Bem, para essas pessoas, é importante lembrar que, quando a gente não trabalhava fora, o mundo já não funcionava exatamente bem, certo? Não é como se tudo estivesse correndo às mil maravilhas em termos de felicidade individual, paz mundial etc e os problemas estivessem explodindo agora que as mulheres entraram de vez no mercado de trabalho. Mas, mais do que lembrar isso, eu gostaria de falar de uma vizinha que eu tive há muitos anos (desculpem citar uma vizinha novamente, como na minha coluna de duas semanas atrás, mas o que posso fazer se a minha vizinhança sempre me rende assunto…).

Eu era criança e minha mãe trabalhava fora o dia todo. Eu não tinha babá e ficava com meu irmão mais velho (que era legal comigo, mas que fazia coisas como botar sal e cascas de limão no leite que esquentava para mim antes de eu dormir). Teve um ano em que eu vi minha mãe só nos finais de semana, porque ela saía quando eu ainda estava dormindo e voltava quando eu já estava na cama (logo depois de tomar leite azedo, muitas vezes).

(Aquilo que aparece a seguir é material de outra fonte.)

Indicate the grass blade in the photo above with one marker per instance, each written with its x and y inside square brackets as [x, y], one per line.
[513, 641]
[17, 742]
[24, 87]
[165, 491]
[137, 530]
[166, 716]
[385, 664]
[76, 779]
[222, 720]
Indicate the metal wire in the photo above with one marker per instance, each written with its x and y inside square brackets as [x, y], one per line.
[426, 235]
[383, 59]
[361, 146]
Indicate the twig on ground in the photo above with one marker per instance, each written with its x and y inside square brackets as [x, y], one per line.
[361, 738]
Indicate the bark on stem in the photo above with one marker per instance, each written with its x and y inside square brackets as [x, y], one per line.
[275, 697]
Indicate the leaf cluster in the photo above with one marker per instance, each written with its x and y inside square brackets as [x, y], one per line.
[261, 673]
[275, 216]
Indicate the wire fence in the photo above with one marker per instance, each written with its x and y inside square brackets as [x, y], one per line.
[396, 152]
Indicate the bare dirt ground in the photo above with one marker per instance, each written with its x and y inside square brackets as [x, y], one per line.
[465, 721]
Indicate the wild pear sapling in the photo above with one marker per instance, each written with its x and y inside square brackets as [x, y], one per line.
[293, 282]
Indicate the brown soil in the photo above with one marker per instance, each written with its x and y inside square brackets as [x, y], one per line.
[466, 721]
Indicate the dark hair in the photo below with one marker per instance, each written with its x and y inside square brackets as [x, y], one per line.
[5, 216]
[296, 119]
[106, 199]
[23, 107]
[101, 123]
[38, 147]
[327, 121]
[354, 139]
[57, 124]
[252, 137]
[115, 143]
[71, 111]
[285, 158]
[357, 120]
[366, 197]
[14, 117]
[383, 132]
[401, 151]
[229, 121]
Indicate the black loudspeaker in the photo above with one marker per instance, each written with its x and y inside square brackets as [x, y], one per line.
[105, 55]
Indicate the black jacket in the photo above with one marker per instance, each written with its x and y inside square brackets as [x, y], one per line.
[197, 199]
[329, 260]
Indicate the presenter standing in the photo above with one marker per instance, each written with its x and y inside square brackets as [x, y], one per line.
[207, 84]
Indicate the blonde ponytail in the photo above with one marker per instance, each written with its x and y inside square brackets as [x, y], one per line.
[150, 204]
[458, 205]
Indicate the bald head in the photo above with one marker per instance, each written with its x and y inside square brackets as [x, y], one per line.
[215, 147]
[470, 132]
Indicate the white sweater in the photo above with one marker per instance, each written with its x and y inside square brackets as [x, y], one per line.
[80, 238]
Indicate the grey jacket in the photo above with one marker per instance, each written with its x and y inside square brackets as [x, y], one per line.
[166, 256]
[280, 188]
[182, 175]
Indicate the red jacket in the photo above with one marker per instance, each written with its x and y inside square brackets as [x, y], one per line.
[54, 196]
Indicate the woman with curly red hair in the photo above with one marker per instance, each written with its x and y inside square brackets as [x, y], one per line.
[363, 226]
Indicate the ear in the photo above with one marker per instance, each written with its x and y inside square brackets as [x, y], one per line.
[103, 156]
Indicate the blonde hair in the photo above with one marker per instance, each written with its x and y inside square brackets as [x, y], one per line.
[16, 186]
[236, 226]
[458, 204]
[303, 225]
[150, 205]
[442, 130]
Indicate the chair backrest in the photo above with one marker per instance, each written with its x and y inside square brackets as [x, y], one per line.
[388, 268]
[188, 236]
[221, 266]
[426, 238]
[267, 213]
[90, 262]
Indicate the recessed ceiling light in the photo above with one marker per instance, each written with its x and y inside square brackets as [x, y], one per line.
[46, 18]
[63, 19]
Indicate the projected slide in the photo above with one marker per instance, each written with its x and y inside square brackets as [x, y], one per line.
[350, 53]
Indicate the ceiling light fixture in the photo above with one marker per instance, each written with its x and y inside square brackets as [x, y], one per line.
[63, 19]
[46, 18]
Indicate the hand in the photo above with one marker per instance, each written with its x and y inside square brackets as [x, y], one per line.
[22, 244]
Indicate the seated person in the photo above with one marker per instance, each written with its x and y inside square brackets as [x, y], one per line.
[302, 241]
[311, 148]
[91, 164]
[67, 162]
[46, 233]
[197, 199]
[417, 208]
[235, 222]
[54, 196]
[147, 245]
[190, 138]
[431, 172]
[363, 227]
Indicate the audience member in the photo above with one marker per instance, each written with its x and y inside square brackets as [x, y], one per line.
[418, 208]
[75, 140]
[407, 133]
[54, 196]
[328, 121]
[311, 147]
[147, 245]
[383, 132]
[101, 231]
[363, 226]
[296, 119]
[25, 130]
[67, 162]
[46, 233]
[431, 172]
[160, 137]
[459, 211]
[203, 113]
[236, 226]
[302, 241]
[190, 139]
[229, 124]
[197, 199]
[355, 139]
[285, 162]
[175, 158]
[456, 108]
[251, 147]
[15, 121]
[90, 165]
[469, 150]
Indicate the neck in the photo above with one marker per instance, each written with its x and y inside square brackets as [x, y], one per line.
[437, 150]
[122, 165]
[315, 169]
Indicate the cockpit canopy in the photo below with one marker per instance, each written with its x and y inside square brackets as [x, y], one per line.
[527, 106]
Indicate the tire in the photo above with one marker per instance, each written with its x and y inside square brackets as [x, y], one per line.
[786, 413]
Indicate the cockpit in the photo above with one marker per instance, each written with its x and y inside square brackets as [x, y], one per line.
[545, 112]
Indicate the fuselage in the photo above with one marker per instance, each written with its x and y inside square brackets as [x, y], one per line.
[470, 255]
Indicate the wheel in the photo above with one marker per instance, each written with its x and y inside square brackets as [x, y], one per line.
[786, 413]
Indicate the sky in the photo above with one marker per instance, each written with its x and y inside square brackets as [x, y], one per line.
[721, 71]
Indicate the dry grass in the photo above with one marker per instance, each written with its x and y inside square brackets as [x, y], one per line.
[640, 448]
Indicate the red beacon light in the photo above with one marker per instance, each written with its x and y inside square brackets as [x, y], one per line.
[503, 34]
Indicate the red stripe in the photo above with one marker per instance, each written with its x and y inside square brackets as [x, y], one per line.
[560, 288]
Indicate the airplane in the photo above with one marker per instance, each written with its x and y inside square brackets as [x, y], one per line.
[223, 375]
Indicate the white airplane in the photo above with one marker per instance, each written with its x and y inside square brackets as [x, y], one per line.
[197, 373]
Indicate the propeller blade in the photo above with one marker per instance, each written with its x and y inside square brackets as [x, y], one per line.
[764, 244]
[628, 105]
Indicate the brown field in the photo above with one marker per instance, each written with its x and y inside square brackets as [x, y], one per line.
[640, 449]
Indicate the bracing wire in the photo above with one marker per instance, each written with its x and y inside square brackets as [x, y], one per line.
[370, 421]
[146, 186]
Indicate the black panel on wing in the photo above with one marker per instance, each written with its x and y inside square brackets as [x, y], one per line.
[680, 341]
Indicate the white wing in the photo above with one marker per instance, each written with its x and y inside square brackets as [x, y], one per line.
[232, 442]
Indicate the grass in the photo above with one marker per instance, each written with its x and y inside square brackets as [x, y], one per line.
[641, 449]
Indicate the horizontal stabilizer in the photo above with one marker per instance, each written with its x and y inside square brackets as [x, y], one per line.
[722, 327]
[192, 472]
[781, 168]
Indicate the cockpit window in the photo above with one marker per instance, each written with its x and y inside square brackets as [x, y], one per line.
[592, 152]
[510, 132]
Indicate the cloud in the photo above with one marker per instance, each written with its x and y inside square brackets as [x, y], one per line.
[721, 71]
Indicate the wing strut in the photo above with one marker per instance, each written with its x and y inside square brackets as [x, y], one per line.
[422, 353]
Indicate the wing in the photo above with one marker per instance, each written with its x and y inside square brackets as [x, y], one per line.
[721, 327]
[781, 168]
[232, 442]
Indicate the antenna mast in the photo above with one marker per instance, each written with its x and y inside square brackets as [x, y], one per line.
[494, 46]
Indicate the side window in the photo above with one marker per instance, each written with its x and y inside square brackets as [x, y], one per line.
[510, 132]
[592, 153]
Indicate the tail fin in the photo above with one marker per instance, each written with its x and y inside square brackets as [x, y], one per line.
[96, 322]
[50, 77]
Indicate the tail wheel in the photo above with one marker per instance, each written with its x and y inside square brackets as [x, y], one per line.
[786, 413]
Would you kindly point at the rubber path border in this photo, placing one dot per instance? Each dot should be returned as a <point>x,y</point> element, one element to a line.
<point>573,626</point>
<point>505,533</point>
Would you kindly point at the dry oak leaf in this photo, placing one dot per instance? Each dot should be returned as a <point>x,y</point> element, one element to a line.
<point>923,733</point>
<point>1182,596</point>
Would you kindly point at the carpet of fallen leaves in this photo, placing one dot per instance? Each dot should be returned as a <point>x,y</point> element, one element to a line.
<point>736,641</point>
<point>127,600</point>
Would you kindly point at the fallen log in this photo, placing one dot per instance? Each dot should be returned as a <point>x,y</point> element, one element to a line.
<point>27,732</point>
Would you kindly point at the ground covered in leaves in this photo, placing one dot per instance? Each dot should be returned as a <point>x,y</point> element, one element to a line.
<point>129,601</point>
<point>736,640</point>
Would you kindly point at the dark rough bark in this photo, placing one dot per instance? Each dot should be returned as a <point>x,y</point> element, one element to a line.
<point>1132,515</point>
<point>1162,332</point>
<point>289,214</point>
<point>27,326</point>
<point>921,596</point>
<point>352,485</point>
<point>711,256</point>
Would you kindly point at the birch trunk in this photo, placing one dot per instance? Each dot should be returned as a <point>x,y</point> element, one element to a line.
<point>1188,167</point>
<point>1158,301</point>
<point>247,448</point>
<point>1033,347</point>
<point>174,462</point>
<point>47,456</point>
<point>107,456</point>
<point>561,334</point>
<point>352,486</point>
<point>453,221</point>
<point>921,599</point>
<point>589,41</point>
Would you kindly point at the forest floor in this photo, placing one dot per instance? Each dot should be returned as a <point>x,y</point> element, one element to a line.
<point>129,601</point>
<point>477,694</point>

No andar de baixo, em compensação, morava meu vizinho F, que tinha a minha idade. Seu pai passava o dia trabalhando, mas voltava para casa todo dia umas seis da tarde, enquanto eu via meu pai só nos finais de semana. E sua mãe era dona de casa, e não tinha babá, empregada, ninguém para ajudá-la. Bom, mesmo assim eu nunca quis estar na pele dele. Porque a mãe gritava com ele o dia todo, e xingava, e batia, e dizia uns absurdos que eu, que estava numa boa desenhando, ficava chocada ao ouvir.

Acho que esse caso do meu vizinho ilustra bem a verdade daquele argumento conhecido (e, não podemos negar, conveniente) de que a qualidade do tempo que os pais passam com os filhos importa mais do que a quantidade. Concordo com essa ideia, apesar de entender que não podemos exagerar. Qualidade é fundamental, mas isso se o tempo não se resumir a dez minutos semanais, né? Equilíbrio costuma ser o melhor negócio. Quem trabalha e quer estar presente precisa arranjar brechas ao longo do dia para participar da vida do filho à distância.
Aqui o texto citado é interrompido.